We hope that someone else cares by that time to take over the curation of the past that ProQuest has accumulated, but we also have strategies for preservation from our colleagues of the Internet Archive, at LOCKSS, at CLOCKSS, at Portico, and similar initiatives to fall back on. We can hope.
The scary lesson I learned from this experience is that it’s not all about preserving the 1s and zeroes in the right order. The reason digital Patrologia could be so useful was that the people who created it understood the print resource they were emulating and took the time and trouble to reproduce its functionality, first in the way they structured the metadata and second in the way they structured the search engine and its interface to its users. Those things also need to be preserved if digital preservation is to be effective, but they require a much more intentional and sophisticated assessment of the data.

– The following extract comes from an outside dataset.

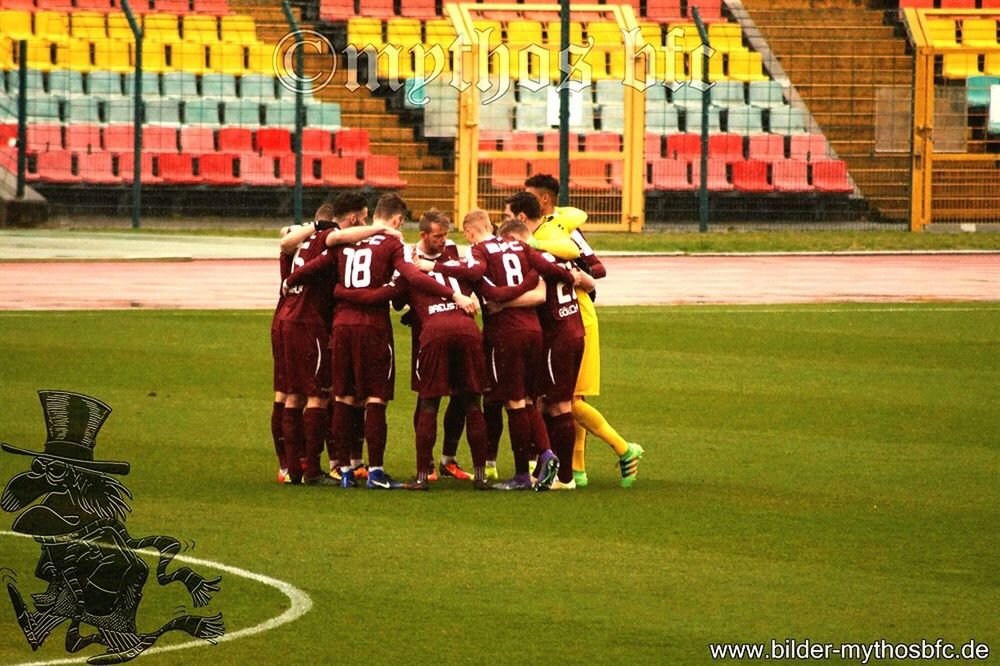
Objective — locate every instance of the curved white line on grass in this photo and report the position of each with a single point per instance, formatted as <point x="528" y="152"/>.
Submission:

I spend enough time already worrying whether folks will continue to learn Latin to pursue studies that I think are important. But now I get to worry about the ownership, the management, the transition, the care, and the attention to user experience and user interface that makes the critical difference between having a whole lot of digits on your hard drive, and having a genuinely useful resource.
I began this column hoping I could end by saying we’ll know if we’re successful with digital preservation if we check back in 950 years, but now I’m afraid I have to say, check back in 10 years and let’s hope we get lucky. I’d rather not have to rely on luck.
Endnotes
1. Sir Charles Chadwyck-Healey has now published his memoir as a leader in digital publishing: Publishing for Libraries: At the Dawn of the Digital Age (2020).
2. His biography is by Howard Bloch, God’s Plagiarist (1994).